The swap space should be configured properly to ensure optimal performance. The size and location of the swap file should be carefully determined based on the requirements of the system. Too small a swap space can result in frequent swapping, affecting system performance. Conversely, too large a swap space can lead to unnecessary consumption of disk space.

Swap space is particularly useful for systems with small amounts of RAM, as it enables them to utilize more of the available memory for running applications. Additionally, swap space can be useful in virtual machines, where memory is shared among multiple instances.

Creating Swap Space on a Linux System

Creating a swap space on a Linux system is essential for improving system performance and ensuring sufficient memory resources. 

Swap space plays a crucial role in a Linux system by providing additional memory storage when the physical RAM is running low. In other words, Swap file is necessary for storing information in cases when the amount of RAM is insufficient. Such memory works much slower than RAM, therefore active use of such memory is highly undesirable. It serves as a temporary storage location for memory pages or blocks that are used less frequently, effectively freeing up space in the RAM for more frequently accessed data.

This article provides a step-by-step guide on how to create a swap file on a Linux machine.

Step-by-step guide to creating a swap file

To create swap space on a Linux system, follow these steps:

The first step is to create a swap file. In this case, we create a 2 GB file.

fallocate --length 2GiB /swapfile

Set correct file permissions

chmod 600 /swapfile

We create a swap from the specified file, at the output we get the following.

# mkswap /swapfile
Setting up swapspace version 1, size = 2097148 KiB
no label, UUID=97f81d12-80ca-4a61-ad17-1c094f52e36d

Next, enable the use of swap in this file.

# swapon /swapfile

You can check if swap is working with the free command

# free -h
total used free shared buff/cache available
Mem: 3,8G 96M 3,5G 8,5M 268M 3,5G
Swap: 2,0G 0B 2,0G

As you can see in the screenshot, swap is enabled.
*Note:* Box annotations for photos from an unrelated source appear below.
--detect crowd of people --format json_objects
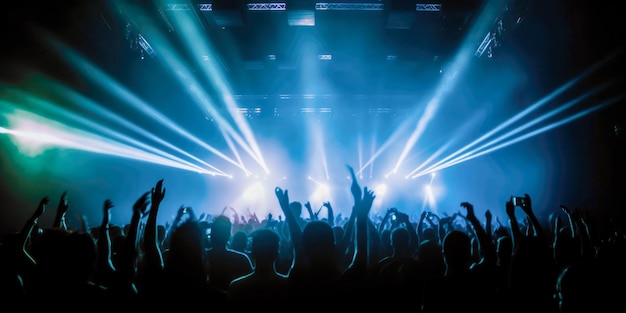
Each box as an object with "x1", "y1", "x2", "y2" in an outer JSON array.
[{"x1": 0, "y1": 169, "x2": 626, "y2": 313}]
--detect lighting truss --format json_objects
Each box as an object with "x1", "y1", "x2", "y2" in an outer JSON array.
[
  {"x1": 415, "y1": 3, "x2": 441, "y2": 12},
  {"x1": 315, "y1": 2, "x2": 384, "y2": 11},
  {"x1": 137, "y1": 34, "x2": 156, "y2": 57},
  {"x1": 247, "y1": 2, "x2": 287, "y2": 11},
  {"x1": 474, "y1": 32, "x2": 494, "y2": 57},
  {"x1": 165, "y1": 3, "x2": 189, "y2": 11},
  {"x1": 198, "y1": 3, "x2": 213, "y2": 11}
]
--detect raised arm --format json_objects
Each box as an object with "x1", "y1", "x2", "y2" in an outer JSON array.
[
  {"x1": 505, "y1": 197, "x2": 522, "y2": 254},
  {"x1": 96, "y1": 199, "x2": 115, "y2": 279},
  {"x1": 12, "y1": 197, "x2": 50, "y2": 274},
  {"x1": 304, "y1": 201, "x2": 317, "y2": 221},
  {"x1": 517, "y1": 194, "x2": 548, "y2": 244},
  {"x1": 461, "y1": 202, "x2": 496, "y2": 265},
  {"x1": 143, "y1": 179, "x2": 166, "y2": 271},
  {"x1": 115, "y1": 192, "x2": 150, "y2": 293},
  {"x1": 322, "y1": 201, "x2": 335, "y2": 227},
  {"x1": 274, "y1": 187, "x2": 304, "y2": 271},
  {"x1": 52, "y1": 191, "x2": 70, "y2": 229}
]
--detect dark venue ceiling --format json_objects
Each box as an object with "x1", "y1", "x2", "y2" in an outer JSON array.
[{"x1": 3, "y1": 0, "x2": 541, "y2": 109}]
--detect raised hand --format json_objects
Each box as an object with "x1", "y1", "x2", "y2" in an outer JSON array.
[
  {"x1": 52, "y1": 191, "x2": 70, "y2": 229},
  {"x1": 151, "y1": 179, "x2": 165, "y2": 207},
  {"x1": 133, "y1": 192, "x2": 150, "y2": 216},
  {"x1": 348, "y1": 165, "x2": 362, "y2": 205},
  {"x1": 57, "y1": 191, "x2": 70, "y2": 214},
  {"x1": 360, "y1": 187, "x2": 376, "y2": 216},
  {"x1": 522, "y1": 193, "x2": 533, "y2": 215},
  {"x1": 504, "y1": 196, "x2": 515, "y2": 219},
  {"x1": 274, "y1": 187, "x2": 289, "y2": 212},
  {"x1": 461, "y1": 202, "x2": 474, "y2": 218},
  {"x1": 102, "y1": 199, "x2": 115, "y2": 226},
  {"x1": 31, "y1": 197, "x2": 50, "y2": 220}
]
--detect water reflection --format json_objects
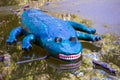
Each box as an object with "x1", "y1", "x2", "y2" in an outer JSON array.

To mount this file as a swap file at system startup, you must make the following entry in the / etc / fstab file

/swapfile swap swap defaults 0 0

Instead of the path to the file, you can specify its UUID, obtained as a result of the mkswap command. In this case, the entry will look like this:

UUID=97f81d12-80ca-4a61-ad17-1c094f52e36d swap swap defaults 0 0


Creating a swap file on a Linux system is an essential step to ensure sufficient memory resources and improve system performance. By following the step-by-step guide provided in this document, you can easily create a swap file that meets your requirements.